Chapter 6. Automate Experiments to Run Continuously

Automation is the longest lever. In the practice of Chaos Engineering, we automate the execution of experiments, the analysis of experimental results, and aspire to automate the creation of new experiments.

Automatically Executing Experiments

Doing things manually and performing one-off experiments are great first steps. As we conjure up new ways to search the failure space we frequently begin with a manual approach, handling everything with kid gloves to gain confidence in both the experiment and the system. All stakeholders are gathered, and a heads-up is broadcast to CORE1 that a new kind of experiment is going to begin.

This apprehension and extreme level of care is appropriate to establish a) the experiment runs correctly and b) the experiment has a minimal blast radius. Once we have successfully conducted the experiment, the next step is to automate the experiment to run continuously.

If experimentation is not automated, it is obsolescent.

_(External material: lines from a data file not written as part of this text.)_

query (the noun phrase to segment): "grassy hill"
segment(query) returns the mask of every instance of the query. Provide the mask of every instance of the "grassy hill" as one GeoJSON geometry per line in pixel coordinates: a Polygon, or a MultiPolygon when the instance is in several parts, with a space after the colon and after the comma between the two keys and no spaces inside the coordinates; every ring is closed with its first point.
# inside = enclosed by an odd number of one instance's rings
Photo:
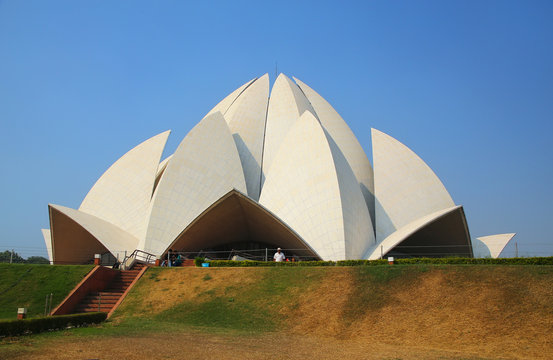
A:
{"type": "Polygon", "coordinates": [[[552,333],[549,265],[150,268],[107,323],[4,354],[549,359],[552,333]]]}
{"type": "Polygon", "coordinates": [[[19,307],[28,317],[44,315],[46,295],[53,294],[53,309],[92,267],[0,264],[0,319],[15,319],[19,307]]]}

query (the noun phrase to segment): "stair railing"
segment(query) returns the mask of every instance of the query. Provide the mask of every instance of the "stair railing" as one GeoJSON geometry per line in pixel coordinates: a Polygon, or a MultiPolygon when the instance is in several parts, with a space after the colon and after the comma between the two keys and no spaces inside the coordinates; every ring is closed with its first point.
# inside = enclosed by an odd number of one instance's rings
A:
{"type": "Polygon", "coordinates": [[[130,255],[125,256],[125,258],[121,262],[120,268],[121,270],[130,269],[136,262],[142,264],[155,264],[156,256],[146,251],[136,249],[130,255]]]}

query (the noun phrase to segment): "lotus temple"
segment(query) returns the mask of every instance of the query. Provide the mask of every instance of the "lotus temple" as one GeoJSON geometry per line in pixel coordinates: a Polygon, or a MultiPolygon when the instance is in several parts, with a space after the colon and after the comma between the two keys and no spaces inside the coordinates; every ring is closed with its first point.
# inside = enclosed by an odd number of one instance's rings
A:
{"type": "Polygon", "coordinates": [[[498,257],[514,236],[471,239],[463,206],[411,149],[371,129],[371,163],[333,107],[283,74],[233,91],[161,160],[169,133],[124,154],[78,209],[48,206],[52,263],[276,247],[321,260],[498,257]]]}

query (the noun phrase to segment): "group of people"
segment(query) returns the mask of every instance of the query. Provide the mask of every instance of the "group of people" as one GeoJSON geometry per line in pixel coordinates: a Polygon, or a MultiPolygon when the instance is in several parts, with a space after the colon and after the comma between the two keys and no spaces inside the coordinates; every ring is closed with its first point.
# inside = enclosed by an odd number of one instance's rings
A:
{"type": "MultiPolygon", "coordinates": [[[[185,259],[186,259],[186,257],[179,254],[178,252],[176,252],[174,250],[169,250],[167,258],[165,258],[163,260],[163,262],[161,263],[161,266],[170,266],[170,267],[172,267],[172,266],[181,266],[183,260],[185,260],[185,259]]],[[[286,256],[282,252],[282,249],[278,248],[277,252],[273,256],[273,261],[281,262],[281,261],[289,261],[289,260],[286,258],[286,256]]],[[[292,258],[292,261],[294,261],[294,258],[292,258]]]]}
{"type": "Polygon", "coordinates": [[[186,259],[185,256],[177,253],[174,250],[169,250],[169,252],[167,253],[167,258],[163,260],[163,262],[161,263],[161,266],[169,266],[169,267],[181,266],[183,260],[185,259],[186,259]]]}

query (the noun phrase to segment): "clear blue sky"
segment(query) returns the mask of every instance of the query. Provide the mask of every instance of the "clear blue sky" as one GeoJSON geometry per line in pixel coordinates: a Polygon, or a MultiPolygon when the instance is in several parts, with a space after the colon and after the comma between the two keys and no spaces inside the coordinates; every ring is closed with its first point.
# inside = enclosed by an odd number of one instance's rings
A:
{"type": "Polygon", "coordinates": [[[371,127],[421,156],[473,237],[553,255],[553,2],[522,0],[0,0],[0,251],[46,255],[48,203],[275,63],[369,157],[371,127]]]}

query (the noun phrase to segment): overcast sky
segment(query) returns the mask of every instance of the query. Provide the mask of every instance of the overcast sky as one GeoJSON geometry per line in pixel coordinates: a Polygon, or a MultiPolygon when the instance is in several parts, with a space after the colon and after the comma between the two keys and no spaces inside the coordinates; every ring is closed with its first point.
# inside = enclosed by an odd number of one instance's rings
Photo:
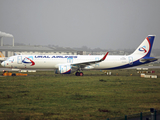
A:
{"type": "Polygon", "coordinates": [[[137,48],[154,34],[159,48],[160,0],[0,0],[0,31],[16,43],[103,49],[137,48]]]}

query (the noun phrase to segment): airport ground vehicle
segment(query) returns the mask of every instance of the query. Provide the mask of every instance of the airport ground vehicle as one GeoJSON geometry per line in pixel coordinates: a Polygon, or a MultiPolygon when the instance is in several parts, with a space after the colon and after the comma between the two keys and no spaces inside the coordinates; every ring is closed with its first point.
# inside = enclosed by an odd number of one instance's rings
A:
{"type": "Polygon", "coordinates": [[[23,74],[23,73],[12,73],[9,71],[3,71],[3,76],[27,76],[27,74],[23,74]]]}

The intractable complexity of modern systems means that we cannot know a priori which changes to the production environment will alter the results of a chaos experiment. Since we can’t know which changes can impact our experiments, we have to assume they all do. Through shared state, caching, dynamic configuration management, continuous delivery, autoscaling, and time-aware code, production is in a perpetual state of change. As a result, the confidence in a result decays with time.